Scottish Power will turn its back on fossil fuels in a deal worth over £700m to sell off its gas-fired power plants to coal giant Drax, before pouring billions of pounds into renewable energy.
The Big Six energy company confirmed a Sunday Telegraph report last month which first revealed that Drax hoped to buy a string of gas and hydro power plants in a bid to survive the UK’s shift to cleaner power.
Scottish Power’s chief executive Keith Anderson said the group will undertake a “pivotal shift” by investing £5.2bn in renewable energy and smart grids over the next four years.
“We are leaving carbon generation behind for a renewable future powered by cheaper green energy. We have closed coal, sold gas and built enough wind to power 1.2 million homes,” he said.

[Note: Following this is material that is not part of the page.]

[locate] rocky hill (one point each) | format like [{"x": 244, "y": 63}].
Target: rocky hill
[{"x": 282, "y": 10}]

Scottish Power's retreat from fossil fuels follows similar steps from major European utilities and energy companies including Germany's E.On, French energy group Engie, and Denmark's Orsted which was previously known as Dong Energy.
The move away from coal, gas and oil has accelerated as renewable energy costs have plummeted.
In total energy companies have invested around £56bn into renewable energy projects since 2010. The mushrooming of wind, solar and hydro power projects across the UK has pushed generation from renewable sources up by almost a fifth between 2016 and 2017 alone.
From Drax, the deal offers a £100m-a-year earnings lifeline as it scrambles to break its addiction to coal and biomass subsidies before the mid-2020s.
A ban on coal-fired power from 2025 will force Drax to shut its two remaining coal generation units. Two years later the lucrative subsidy deal which pays the generator to use biomass will also come to an end.
Will Gardiner, who replaced long-term boss Dorothy Thomson a year ago, said the deal “makes great financial and strategic sense” for Drax at “a critical time in the UK power sector”.
“As the system transitions towards renewable technologies, the demand for flexible, secure energy sources is set to grow,” he added.
Shares in the former FTSE 100 energy giant soared over 6pc to over 385p a share. The company’s market value is half what it was in 2014 when political uncertainty over biomass subsidies took a toll on the group.